Previously when a graph-based approach was used to carry out repeat detection, researchers used predefined specifications for what to look for in the graph data. What sets GraSSRep apart from these prior approaches is the lack of any such predefined parameters or references informing how the data is processed.
“Our method learns how to better use the graph structure in order to detect repeats as opposed to relying on initial input,” Segarra said. “Self-supervised learning allows this tool to train itself in the absence of any ground truth establishing what is a repeat and what is not a repeat. When you’re handling a metagenomic sample, you don’t need to know anything about what’s in there to analyze it.”
The same is true in the case of another metagenomic analysis method co-developed by Segarra and Treangen — reference-free structural variant detection in microbiomes via long-read coassembly graphs, or rhea. Their peer-reviewed paper on rhea will be presented at the International Society for Computational Biology’s annual conference, which will take place July 12-16 in Montreal. The lead author on the paper is Rice computer science doctoral alumna Kristen Curry, who will be joining the lab of Rayan Chikhi — also a co-author on the paper — at the Institut Pasteur in Paris as a postdoctoral scientist.
While GraSSRep is designed to deal with repeats, rhea handles structural variants, which are genomic alterations of 10 base pairs or more that are relevant to medicine and molecular biology due to their role in various diseases, gene expression regulation, evolutionary dynamics and promoting genetic diversity within populations and among species.
“Identifying structural variants in isolated genomes is relatively straightforward, but it’s harder to do so in metagenomes where there’s no clear reference genome to help categorize the data,” Treangen said.
Currently one of the widely used methods for processing metagenomic data is through metagenome-assembled genomes or MAGs.
“These de novo or reference-guided assemblers are pretty well-established tools that entail a whole operational pipeline with repeat detection or structural variants’ identification being just some of their functionalities,” Segarra said. “One thing that we’re looking into is replacing existing algorithms with ours and seeing how that can improve the performance of these very widely used metagenomic assemblers.”
Rhea does not need reference genomes or MAGs to detect structural variants, and it outperformed methods relying on such prespecified parameters when tested against two mock metagenomes.

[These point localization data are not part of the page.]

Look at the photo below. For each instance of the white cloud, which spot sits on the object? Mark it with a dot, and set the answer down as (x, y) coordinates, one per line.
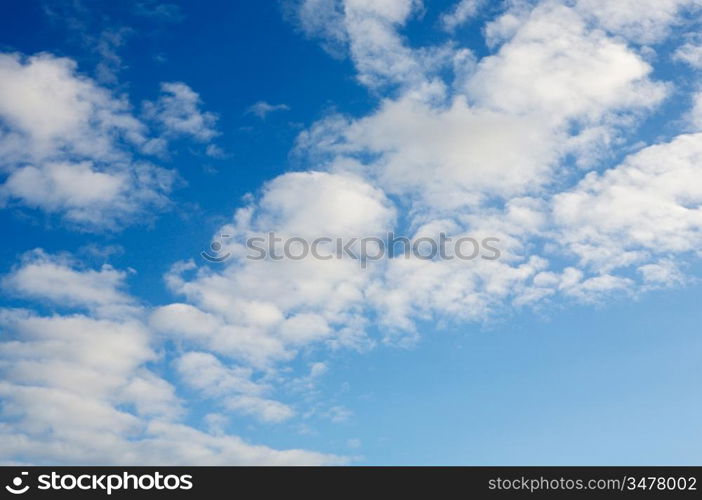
(178, 112)
(690, 53)
(55, 279)
(233, 388)
(647, 206)
(642, 21)
(239, 312)
(77, 389)
(66, 147)
(263, 109)
(461, 13)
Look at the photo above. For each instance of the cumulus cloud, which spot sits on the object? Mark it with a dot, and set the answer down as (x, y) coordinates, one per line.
(263, 109)
(531, 144)
(461, 13)
(178, 112)
(77, 388)
(62, 146)
(242, 312)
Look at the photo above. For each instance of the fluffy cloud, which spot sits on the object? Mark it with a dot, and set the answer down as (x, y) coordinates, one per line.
(263, 109)
(461, 13)
(241, 311)
(77, 389)
(178, 112)
(66, 146)
(646, 207)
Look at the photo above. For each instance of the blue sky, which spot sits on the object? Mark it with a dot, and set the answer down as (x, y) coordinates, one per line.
(133, 133)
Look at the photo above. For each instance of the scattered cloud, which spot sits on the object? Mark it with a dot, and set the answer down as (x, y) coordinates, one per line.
(263, 109)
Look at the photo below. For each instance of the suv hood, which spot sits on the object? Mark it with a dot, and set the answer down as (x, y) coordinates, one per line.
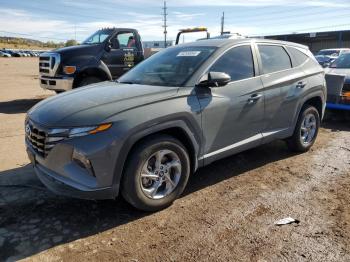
(93, 104)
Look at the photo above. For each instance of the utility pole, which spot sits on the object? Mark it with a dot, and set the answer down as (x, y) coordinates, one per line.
(222, 23)
(165, 24)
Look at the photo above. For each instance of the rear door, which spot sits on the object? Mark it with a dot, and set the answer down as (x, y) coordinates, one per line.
(232, 115)
(122, 59)
(283, 85)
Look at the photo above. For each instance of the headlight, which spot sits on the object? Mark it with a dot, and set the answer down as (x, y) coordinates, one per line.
(83, 131)
(69, 69)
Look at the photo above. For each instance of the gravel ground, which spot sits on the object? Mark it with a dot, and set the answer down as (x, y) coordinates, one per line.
(227, 212)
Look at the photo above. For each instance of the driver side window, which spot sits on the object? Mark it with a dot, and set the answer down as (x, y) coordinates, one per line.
(237, 62)
(126, 40)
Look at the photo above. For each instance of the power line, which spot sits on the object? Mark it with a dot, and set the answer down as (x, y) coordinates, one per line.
(302, 30)
(165, 23)
(24, 34)
(222, 23)
(300, 15)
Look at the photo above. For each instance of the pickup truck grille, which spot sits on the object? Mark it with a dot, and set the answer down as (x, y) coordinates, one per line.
(49, 63)
(40, 139)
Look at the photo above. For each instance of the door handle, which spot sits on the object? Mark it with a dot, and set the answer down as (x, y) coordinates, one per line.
(253, 98)
(301, 84)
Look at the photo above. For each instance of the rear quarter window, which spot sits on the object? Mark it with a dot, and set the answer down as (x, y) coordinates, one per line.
(274, 58)
(298, 57)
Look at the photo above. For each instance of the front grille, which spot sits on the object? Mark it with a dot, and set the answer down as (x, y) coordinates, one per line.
(40, 139)
(49, 63)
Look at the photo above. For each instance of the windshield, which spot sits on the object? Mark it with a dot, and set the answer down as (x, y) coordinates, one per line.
(171, 67)
(342, 62)
(97, 37)
(329, 52)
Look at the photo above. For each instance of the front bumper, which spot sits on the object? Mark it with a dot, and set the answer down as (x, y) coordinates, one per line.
(62, 174)
(56, 83)
(62, 186)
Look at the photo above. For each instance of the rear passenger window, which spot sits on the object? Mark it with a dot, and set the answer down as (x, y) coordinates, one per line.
(237, 62)
(274, 58)
(298, 57)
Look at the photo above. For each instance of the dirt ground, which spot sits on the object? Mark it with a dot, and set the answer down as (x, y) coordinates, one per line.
(227, 212)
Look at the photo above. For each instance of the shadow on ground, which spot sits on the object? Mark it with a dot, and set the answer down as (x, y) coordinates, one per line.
(33, 219)
(18, 106)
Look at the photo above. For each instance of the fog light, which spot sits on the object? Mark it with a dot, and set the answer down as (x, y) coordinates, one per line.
(82, 161)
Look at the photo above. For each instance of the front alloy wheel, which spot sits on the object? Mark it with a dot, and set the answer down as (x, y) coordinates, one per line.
(160, 174)
(156, 173)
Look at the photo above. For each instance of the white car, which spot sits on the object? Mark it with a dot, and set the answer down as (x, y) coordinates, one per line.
(3, 54)
(338, 84)
(326, 56)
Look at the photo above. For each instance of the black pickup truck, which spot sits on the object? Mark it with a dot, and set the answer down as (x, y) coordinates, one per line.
(105, 55)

“This was particularly noticeable because we got a much more granular read of the data than we did using reference genomes,” Segarra said. “The other thing that we’re currently looking into is applying the tool to real-world datasets and seeing how the results relate back to biological processes and what insights this might give us.”
Treangen said GraSSRep and rhea combined — building on previous contributions in the area — have the potential “to unlock the underlying rules of life governing microbial evolution.”
The projects are the result of a yearslong collaboration between the Segarra and Treangen labs.